Saya yakin ini bisa kita lakukan, tinggal masalah menyusun strategi, mengeksekusinya dan bersabar. Sumber daya dan potensi yang kita miliki terlalu besar dan terlalu kuat untuk tidak sukses. Tidak ada yang bisa menghentikan kita, kecuali, kebodohan kita sendiri.
Misi
Kita sedang punya misi, yaitu meningkatkan produksi hingga konsumsi musik Indonesia. Caranya? Diawali dengan membuat peta industri. Dari peta tersebut akan mudah mengidentifikasi masalah dan peluang dan merancang strateginya.
Tantangan
Setelah berembuk melalui 3 FGD, kami menemukan 6 tantangan (sebenarnya ada 7 di buku cetak biru, tapi yang relevan dengan yang saya bahas ada 6), yaitu:
- Sumber daya
- Wirausaha Kreatif
- Iklim Usaha
- Teknologi
- Pembiayaan
- Perluasan pasar
Permasalahan-permasalahan di atas kurang lebih dihadapi juga oleh sektor lainnya. Jadi bisa disebut bahwa masalah-masalah tersebut valid, kecuali, semua sektor salah mengidentifikasi masalahnya di industri masing-masing.
Benchmark
Awal Mei lalu, saya mengunjungi Inggris untuk mengobservasi industri musik di sana. Kunjungan saya didanai oleh pemerintah Inggris, lewat British Council. Dari kunjungan tersebut, saya menemukan 3 model yang bisa dijadikan benchmark oleh industri musik Indonesia sehubungan dengan tantangan yang sekarang sedang kita hadapi. Di UK, industri bersama stakeholder musik sudah menemukan solusinya dan menjalankannya selama beberapa puluh tahun terakhir.

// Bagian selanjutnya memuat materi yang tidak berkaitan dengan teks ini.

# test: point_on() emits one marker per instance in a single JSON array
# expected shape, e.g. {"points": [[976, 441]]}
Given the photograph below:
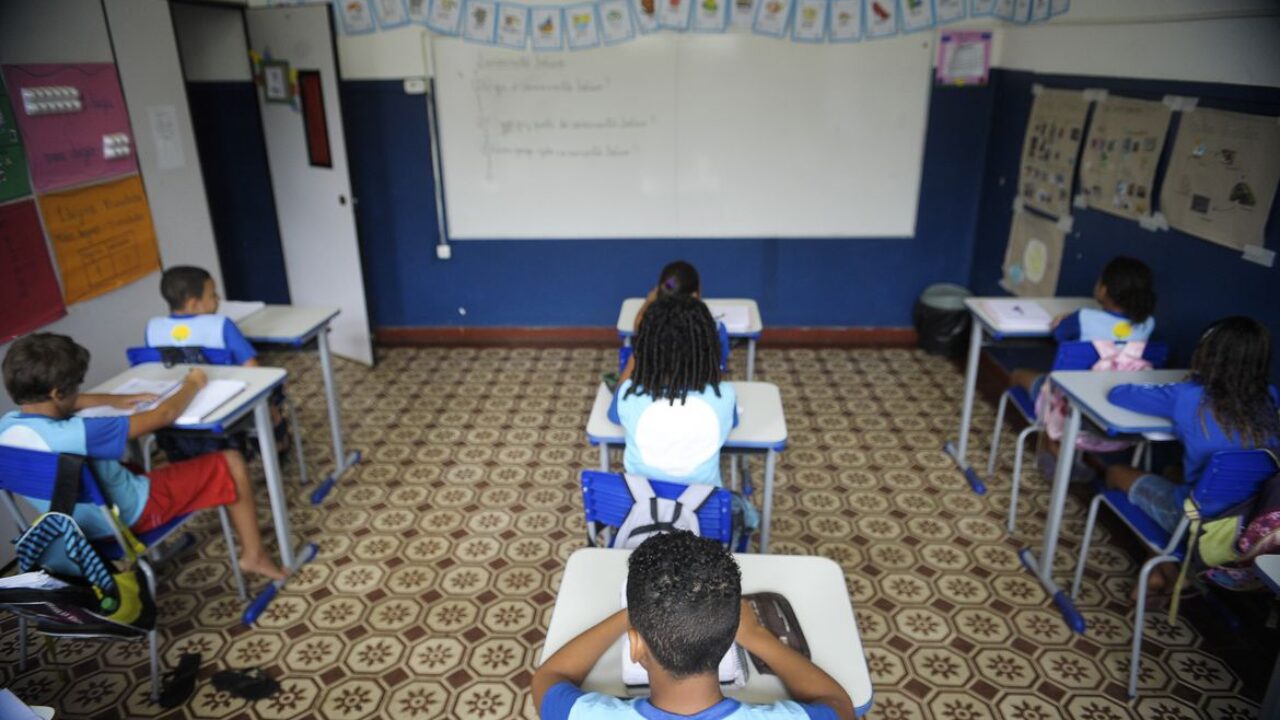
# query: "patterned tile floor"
{"points": [[442, 554]]}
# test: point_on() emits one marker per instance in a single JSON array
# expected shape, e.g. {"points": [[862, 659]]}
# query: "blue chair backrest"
{"points": [[1080, 355], [32, 473], [192, 355], [1233, 477], [607, 501]]}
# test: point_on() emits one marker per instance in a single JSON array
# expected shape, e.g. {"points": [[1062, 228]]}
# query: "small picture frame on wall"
{"points": [[314, 121], [275, 82]]}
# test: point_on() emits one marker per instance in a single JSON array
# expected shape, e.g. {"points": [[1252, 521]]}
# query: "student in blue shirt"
{"points": [[1225, 404], [42, 374], [684, 611]]}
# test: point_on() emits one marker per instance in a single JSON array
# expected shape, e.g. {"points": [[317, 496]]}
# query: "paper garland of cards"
{"points": [[1033, 256], [1119, 163], [1223, 174], [1052, 142]]}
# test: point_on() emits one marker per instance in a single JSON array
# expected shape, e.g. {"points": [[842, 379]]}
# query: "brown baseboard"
{"points": [[608, 337]]}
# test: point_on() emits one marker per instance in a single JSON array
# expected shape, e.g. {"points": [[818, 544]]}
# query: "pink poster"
{"points": [[73, 122]]}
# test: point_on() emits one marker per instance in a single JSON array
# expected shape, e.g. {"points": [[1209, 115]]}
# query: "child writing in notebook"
{"points": [[42, 374], [1225, 404], [193, 322], [1125, 294], [684, 611]]}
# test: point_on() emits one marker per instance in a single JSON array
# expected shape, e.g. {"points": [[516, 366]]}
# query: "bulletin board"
{"points": [[13, 160], [67, 147], [1054, 133], [1033, 256], [103, 237], [28, 288], [1118, 169], [1221, 177]]}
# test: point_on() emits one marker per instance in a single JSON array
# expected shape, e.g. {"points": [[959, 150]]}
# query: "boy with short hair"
{"points": [[684, 611], [42, 374]]}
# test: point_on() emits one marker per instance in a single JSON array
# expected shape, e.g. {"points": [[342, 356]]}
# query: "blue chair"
{"points": [[32, 473], [195, 355], [1232, 477], [608, 501], [1070, 356]]}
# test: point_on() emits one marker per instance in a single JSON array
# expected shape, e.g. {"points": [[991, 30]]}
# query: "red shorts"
{"points": [[184, 487]]}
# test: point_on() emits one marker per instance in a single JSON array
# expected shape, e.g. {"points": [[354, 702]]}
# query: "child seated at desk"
{"points": [[1225, 404], [675, 409], [1125, 291], [684, 611], [42, 374], [193, 322]]}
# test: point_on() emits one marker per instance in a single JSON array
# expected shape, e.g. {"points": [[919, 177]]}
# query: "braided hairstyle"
{"points": [[1232, 361], [676, 350]]}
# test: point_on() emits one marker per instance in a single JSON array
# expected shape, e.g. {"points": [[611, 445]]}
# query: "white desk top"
{"points": [[631, 305], [814, 586], [286, 324], [259, 382], [1055, 306], [760, 422], [1088, 391]]}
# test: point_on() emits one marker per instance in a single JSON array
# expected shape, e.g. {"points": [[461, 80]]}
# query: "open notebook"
{"points": [[206, 401]]}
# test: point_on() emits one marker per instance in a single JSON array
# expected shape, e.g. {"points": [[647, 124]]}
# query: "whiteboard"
{"points": [[682, 136]]}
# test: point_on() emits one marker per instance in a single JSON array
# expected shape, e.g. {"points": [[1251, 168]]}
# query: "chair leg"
{"points": [[232, 552], [1019, 450], [995, 433], [297, 440], [1084, 545]]}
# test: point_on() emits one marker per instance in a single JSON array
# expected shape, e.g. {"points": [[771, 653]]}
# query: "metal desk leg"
{"points": [[959, 449], [1043, 566], [274, 486], [342, 461], [771, 463]]}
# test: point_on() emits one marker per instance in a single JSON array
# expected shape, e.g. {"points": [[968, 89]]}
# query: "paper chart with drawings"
{"points": [[1118, 168], [1052, 142], [1033, 256], [1223, 174]]}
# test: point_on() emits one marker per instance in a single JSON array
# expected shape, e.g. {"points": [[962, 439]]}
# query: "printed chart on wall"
{"points": [[28, 288], [1052, 142], [1223, 176], [13, 160], [73, 122], [103, 237], [1119, 164], [1033, 256]]}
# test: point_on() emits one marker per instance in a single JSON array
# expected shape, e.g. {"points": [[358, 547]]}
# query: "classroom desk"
{"points": [[986, 324], [260, 383], [295, 327], [1087, 396], [814, 586], [754, 327], [762, 427]]}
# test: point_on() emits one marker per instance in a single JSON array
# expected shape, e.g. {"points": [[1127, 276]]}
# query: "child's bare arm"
{"points": [[164, 414], [571, 662], [803, 679]]}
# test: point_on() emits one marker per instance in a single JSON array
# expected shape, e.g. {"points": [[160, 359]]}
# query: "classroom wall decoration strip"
{"points": [[807, 21]]}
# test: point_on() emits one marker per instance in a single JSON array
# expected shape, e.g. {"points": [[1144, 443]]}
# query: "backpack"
{"points": [[85, 596], [650, 514]]}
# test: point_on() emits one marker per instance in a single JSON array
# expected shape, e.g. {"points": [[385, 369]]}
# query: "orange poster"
{"points": [[103, 237]]}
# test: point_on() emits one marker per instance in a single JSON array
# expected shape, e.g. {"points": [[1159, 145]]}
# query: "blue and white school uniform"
{"points": [[1194, 427], [565, 701]]}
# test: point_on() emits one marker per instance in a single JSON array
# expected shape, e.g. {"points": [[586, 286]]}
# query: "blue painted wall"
{"points": [[233, 160], [580, 282], [1197, 281]]}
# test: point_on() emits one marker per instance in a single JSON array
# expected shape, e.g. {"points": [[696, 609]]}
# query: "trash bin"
{"points": [[941, 319]]}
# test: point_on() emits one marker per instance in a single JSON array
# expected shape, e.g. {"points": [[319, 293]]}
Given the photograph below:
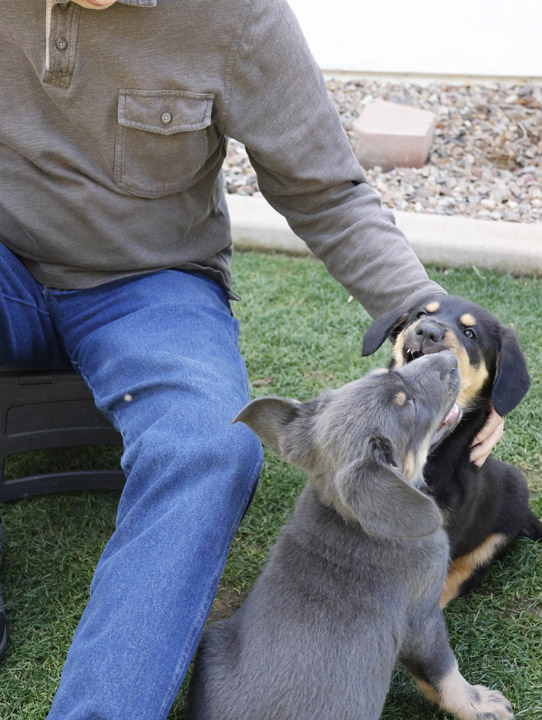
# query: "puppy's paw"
{"points": [[486, 704]]}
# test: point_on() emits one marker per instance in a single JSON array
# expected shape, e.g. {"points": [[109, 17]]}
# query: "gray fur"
{"points": [[354, 580]]}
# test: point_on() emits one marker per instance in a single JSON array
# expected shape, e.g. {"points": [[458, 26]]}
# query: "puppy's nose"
{"points": [[448, 363], [429, 330]]}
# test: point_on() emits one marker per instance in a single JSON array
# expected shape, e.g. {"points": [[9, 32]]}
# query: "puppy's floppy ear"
{"points": [[385, 504], [512, 378], [383, 327], [284, 425]]}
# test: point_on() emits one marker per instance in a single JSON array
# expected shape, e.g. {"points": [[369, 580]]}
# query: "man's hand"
{"points": [[487, 438]]}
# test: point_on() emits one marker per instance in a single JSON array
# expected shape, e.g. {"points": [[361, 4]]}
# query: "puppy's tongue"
{"points": [[448, 424]]}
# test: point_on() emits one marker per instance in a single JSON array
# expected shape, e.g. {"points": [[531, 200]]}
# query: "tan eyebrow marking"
{"points": [[468, 319]]}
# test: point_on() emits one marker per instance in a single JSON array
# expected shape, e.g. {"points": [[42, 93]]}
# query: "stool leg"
{"points": [[3, 627]]}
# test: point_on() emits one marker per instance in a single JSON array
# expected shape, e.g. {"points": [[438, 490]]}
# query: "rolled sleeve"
{"points": [[279, 108]]}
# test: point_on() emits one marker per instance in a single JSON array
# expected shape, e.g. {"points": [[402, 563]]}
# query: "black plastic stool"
{"points": [[50, 409]]}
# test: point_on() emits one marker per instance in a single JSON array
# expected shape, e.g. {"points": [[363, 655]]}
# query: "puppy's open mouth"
{"points": [[410, 354], [450, 422]]}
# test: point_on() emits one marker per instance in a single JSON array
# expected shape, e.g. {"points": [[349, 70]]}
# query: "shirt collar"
{"points": [[49, 9], [137, 3]]}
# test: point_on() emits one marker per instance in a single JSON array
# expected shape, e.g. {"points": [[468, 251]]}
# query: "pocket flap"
{"points": [[165, 111]]}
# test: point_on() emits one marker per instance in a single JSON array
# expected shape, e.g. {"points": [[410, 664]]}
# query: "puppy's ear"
{"points": [[284, 425], [512, 378], [386, 326], [385, 504]]}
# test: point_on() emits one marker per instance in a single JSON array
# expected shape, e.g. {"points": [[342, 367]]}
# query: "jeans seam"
{"points": [[203, 612], [27, 304]]}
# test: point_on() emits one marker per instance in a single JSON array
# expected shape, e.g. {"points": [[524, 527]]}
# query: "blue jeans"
{"points": [[160, 354]]}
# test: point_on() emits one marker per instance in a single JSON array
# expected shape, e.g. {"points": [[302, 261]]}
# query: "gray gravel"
{"points": [[485, 160]]}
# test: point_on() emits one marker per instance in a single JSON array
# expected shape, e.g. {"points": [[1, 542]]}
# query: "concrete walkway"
{"points": [[449, 241]]}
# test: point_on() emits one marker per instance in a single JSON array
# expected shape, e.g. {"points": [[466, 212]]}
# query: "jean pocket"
{"points": [[162, 140]]}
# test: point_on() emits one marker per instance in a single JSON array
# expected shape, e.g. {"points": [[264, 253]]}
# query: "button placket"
{"points": [[62, 44]]}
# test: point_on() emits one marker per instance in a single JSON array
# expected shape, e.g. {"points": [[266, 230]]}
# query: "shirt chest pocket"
{"points": [[162, 140]]}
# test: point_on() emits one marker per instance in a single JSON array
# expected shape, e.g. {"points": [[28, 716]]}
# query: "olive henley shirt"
{"points": [[113, 130]]}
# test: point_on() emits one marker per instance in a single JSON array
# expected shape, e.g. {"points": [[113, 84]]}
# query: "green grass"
{"points": [[299, 333]]}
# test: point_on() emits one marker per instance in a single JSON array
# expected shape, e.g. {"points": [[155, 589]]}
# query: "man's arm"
{"points": [[279, 108]]}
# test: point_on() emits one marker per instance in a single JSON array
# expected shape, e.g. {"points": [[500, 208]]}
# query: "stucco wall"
{"points": [[463, 37]]}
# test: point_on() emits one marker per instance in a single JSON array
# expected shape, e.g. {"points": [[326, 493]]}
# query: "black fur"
{"points": [[477, 503]]}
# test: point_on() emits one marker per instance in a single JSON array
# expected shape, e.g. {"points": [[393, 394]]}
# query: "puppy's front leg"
{"points": [[430, 660]]}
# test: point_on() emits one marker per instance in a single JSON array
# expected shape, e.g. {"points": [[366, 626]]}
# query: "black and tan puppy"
{"points": [[353, 582], [486, 509]]}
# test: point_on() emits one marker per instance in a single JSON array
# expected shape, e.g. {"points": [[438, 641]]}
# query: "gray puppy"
{"points": [[354, 580]]}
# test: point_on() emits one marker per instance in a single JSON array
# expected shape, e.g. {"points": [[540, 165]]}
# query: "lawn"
{"points": [[299, 334]]}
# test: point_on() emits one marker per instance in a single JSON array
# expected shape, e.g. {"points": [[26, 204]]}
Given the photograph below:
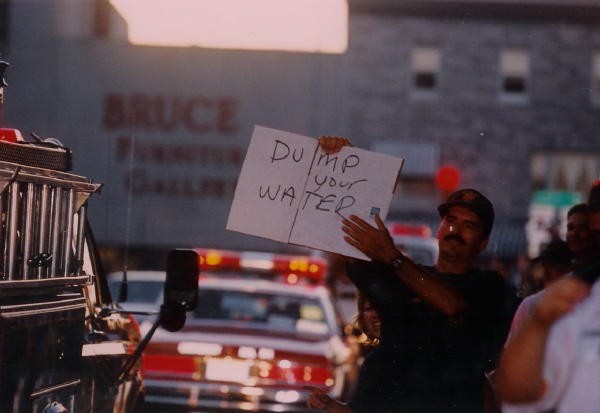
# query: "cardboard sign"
{"points": [[291, 191]]}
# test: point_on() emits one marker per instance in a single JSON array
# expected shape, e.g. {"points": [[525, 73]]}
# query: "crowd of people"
{"points": [[444, 343]]}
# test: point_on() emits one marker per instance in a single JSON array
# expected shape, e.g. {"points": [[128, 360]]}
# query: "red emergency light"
{"points": [[293, 269], [397, 228]]}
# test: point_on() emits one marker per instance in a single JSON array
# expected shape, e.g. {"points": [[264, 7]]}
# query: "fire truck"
{"points": [[64, 344]]}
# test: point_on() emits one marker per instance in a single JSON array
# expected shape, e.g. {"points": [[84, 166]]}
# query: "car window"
{"points": [[272, 311], [139, 291]]}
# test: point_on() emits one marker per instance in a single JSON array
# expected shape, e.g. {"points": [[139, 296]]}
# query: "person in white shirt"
{"points": [[553, 363]]}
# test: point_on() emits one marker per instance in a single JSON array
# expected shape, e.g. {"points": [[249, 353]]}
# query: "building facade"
{"points": [[505, 93]]}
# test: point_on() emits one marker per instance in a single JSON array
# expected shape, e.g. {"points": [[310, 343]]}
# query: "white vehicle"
{"points": [[252, 344], [415, 241]]}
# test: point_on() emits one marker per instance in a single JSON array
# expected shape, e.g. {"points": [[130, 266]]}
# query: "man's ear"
{"points": [[483, 244]]}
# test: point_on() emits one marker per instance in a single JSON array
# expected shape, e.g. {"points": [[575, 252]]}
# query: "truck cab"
{"points": [[61, 347]]}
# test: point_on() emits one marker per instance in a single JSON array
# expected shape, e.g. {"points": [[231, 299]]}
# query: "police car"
{"points": [[265, 328]]}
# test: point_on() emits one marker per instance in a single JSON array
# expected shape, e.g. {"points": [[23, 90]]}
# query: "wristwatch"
{"points": [[397, 262]]}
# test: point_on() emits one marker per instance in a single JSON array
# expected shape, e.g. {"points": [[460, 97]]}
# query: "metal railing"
{"points": [[42, 217]]}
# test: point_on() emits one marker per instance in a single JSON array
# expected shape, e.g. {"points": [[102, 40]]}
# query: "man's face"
{"points": [[460, 235], [578, 233], [595, 226]]}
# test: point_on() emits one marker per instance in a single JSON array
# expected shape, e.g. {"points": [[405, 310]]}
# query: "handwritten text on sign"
{"points": [[289, 190]]}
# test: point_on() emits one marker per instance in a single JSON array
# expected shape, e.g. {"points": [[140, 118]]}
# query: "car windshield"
{"points": [[289, 313]]}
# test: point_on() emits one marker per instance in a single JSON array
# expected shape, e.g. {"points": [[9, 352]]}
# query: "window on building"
{"points": [[564, 171], [595, 86], [514, 74], [425, 63]]}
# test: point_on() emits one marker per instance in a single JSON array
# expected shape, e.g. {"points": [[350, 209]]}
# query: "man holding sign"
{"points": [[441, 325]]}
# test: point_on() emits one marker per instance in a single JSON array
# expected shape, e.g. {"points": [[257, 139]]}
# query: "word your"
{"points": [[196, 114]]}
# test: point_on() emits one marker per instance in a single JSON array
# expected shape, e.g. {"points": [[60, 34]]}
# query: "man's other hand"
{"points": [[375, 242], [558, 299], [333, 144]]}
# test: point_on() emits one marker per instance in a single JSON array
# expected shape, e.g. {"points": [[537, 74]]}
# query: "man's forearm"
{"points": [[434, 292], [519, 377]]}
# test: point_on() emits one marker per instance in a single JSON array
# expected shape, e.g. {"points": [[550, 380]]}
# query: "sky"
{"points": [[300, 25]]}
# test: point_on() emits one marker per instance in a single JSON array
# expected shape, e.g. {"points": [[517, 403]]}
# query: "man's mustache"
{"points": [[455, 237]]}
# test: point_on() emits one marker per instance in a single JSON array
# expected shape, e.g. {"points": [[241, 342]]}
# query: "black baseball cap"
{"points": [[556, 252], [474, 201]]}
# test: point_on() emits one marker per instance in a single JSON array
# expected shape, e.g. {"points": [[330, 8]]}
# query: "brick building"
{"points": [[506, 92]]}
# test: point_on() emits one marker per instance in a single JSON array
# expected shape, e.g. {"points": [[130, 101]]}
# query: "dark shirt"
{"points": [[428, 362]]}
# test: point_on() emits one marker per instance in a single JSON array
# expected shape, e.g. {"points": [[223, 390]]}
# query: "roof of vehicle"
{"points": [[259, 285]]}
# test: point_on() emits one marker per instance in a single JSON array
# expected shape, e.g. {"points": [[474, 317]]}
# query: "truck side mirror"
{"points": [[181, 288]]}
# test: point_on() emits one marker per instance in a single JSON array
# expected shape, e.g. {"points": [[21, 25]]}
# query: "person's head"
{"points": [[579, 237], [367, 319], [556, 259], [467, 220], [594, 210]]}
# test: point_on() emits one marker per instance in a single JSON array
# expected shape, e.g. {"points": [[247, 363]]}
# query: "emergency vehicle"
{"points": [[64, 345], [416, 241], [265, 328]]}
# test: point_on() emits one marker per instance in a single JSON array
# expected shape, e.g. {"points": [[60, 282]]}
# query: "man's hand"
{"points": [[375, 243], [333, 144], [320, 400], [558, 299]]}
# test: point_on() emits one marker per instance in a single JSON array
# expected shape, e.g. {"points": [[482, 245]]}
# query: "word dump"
{"points": [[290, 191], [328, 188]]}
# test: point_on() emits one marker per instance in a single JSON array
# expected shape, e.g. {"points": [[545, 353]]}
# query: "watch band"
{"points": [[397, 262]]}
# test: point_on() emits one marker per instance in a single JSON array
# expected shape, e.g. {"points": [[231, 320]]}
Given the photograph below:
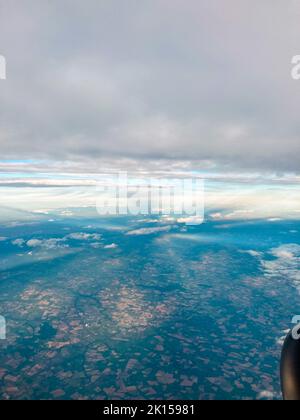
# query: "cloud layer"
{"points": [[163, 79]]}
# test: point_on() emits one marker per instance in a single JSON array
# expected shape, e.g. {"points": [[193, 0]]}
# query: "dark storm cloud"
{"points": [[180, 80]]}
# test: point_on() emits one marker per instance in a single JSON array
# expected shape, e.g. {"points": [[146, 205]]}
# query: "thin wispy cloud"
{"points": [[181, 81]]}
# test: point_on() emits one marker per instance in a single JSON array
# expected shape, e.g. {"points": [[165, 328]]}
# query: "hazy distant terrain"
{"points": [[145, 308]]}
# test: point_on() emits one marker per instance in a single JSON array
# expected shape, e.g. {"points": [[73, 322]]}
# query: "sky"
{"points": [[160, 86], [188, 81]]}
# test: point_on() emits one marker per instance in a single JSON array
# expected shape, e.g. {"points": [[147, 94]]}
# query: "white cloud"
{"points": [[149, 231], [111, 246], [82, 236], [52, 243], [18, 242], [215, 87]]}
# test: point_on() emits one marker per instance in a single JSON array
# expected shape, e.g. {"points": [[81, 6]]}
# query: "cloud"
{"points": [[149, 231], [18, 242], [82, 236], [53, 243], [201, 81], [111, 246]]}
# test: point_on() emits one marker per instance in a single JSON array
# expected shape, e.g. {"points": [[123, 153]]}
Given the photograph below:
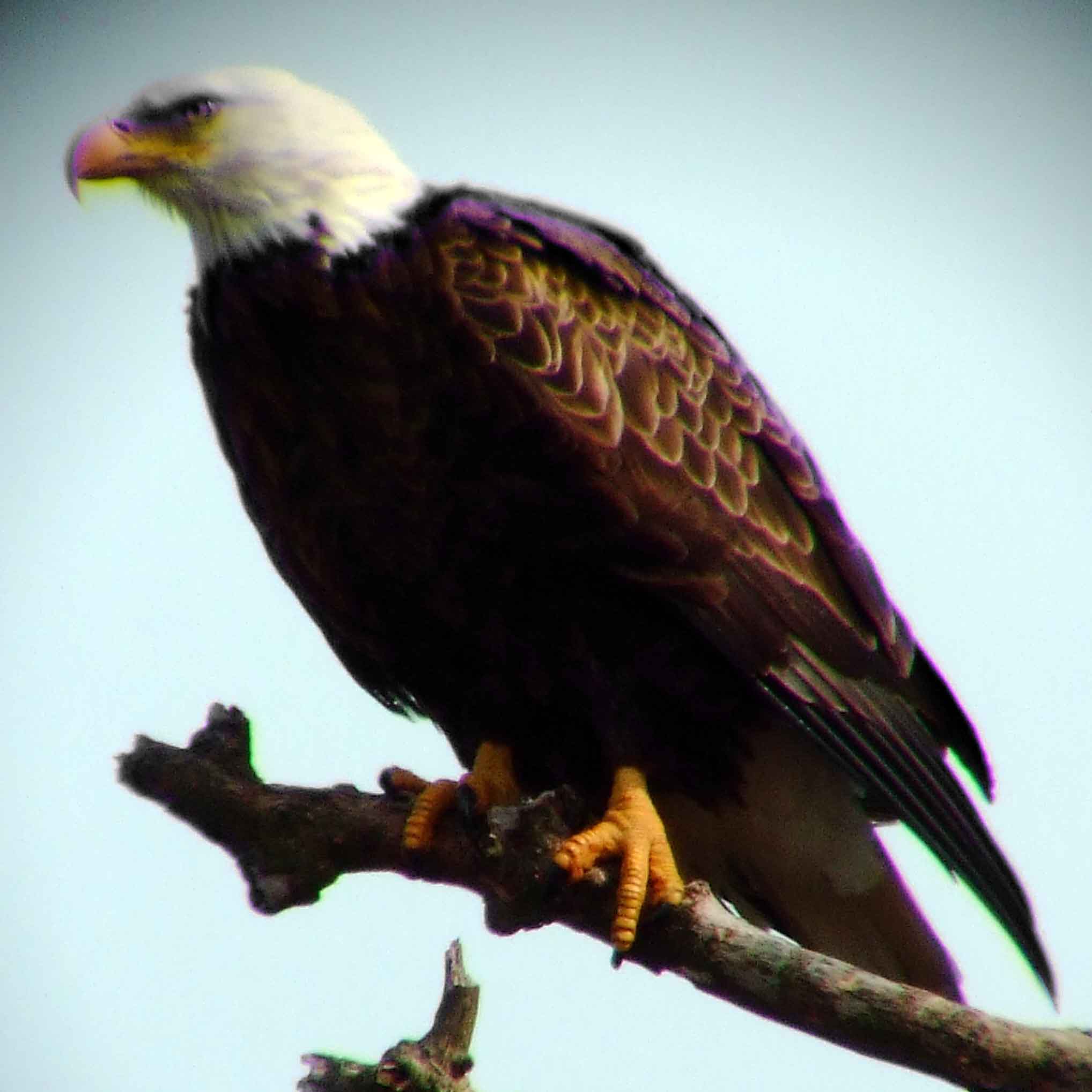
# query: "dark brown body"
{"points": [[529, 491]]}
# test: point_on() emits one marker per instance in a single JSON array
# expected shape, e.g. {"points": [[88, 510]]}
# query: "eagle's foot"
{"points": [[491, 782], [630, 829]]}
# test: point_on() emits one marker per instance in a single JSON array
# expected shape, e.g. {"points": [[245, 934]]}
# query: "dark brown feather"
{"points": [[528, 490]]}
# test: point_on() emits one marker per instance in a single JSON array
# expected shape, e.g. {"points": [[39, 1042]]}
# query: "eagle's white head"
{"points": [[252, 156]]}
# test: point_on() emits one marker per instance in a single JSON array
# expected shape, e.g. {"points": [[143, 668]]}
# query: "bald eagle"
{"points": [[527, 489]]}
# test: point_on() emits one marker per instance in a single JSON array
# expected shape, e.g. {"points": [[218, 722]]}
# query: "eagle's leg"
{"points": [[630, 829], [492, 780]]}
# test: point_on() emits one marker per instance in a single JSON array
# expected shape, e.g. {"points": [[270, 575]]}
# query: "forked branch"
{"points": [[291, 843]]}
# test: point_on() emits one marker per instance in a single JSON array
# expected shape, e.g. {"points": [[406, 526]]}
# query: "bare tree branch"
{"points": [[437, 1063], [291, 843]]}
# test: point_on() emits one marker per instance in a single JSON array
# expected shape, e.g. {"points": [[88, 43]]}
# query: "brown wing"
{"points": [[731, 519]]}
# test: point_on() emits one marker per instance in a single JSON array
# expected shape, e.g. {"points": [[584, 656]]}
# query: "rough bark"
{"points": [[439, 1062], [291, 843]]}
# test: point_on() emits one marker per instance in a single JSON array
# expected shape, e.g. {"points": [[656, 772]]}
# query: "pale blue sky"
{"points": [[886, 205]]}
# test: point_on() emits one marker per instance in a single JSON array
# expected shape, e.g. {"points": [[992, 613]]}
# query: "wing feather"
{"points": [[670, 416]]}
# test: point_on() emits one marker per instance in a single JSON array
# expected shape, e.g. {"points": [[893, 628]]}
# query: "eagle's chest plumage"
{"points": [[429, 519]]}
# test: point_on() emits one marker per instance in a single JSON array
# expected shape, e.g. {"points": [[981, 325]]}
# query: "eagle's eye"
{"points": [[191, 109]]}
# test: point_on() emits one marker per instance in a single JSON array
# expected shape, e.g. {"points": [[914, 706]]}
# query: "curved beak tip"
{"points": [[99, 152]]}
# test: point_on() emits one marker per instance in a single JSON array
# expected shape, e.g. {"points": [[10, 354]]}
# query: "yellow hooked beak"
{"points": [[123, 149]]}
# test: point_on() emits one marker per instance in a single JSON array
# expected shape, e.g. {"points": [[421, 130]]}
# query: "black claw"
{"points": [[555, 884], [467, 802], [387, 782]]}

Meski tidak bisa memecahkan semua masalah dan mengoptimasi peluang yang kita dapat, tapi banyak pelajaran yang didapat dari sana.
- Community Building di Roundhouse, berkaitan dengan masalah sumber daya dan pengembangan wirausaha kreatif yang berdaya saing.
- Event Showcase di The Great Escape festival and convention, berkaitan dengan masalah pembiayaan dan perluasan pasar.
- Collaboration di Tileyard Studios bisa membantu iklim usaha yang inovatif dan pengembangan teknologi.
Community Building
Di Roundhouse, musisi aspiratif muda berumur 11-25 tahun (sumber daya) diberi pengalaman pra-karir dan bimbingan untuk berinovasi dalam bermusik (wirausaha kreatif). Detil cerita pelajaran yang saya dapat dari Roundhouse ada di artikel di link ini.
Showcase
The Great Escape festival & conference, adalah tempat musisi baru mempertunjukkan musiknya. Pendatang tidak hanya penggemar, tapi juga label, distributor, booking agency (perluasan pasar) dan investor (pembiayaan) dari seluruh penjuru dunia. Detil kunjungan saya ke TGE ada di link ini, link ini, dan link ini.
Collaboration
Di Tileyard Studios, pengusaha musik berkolaborasi dan menciptakan lingkungan yang mendukung menciptakan iklim usaha kolaboratif dan berbagi teknologi. Detil kunjungan saya ke Tileyard Studios ada di link ini.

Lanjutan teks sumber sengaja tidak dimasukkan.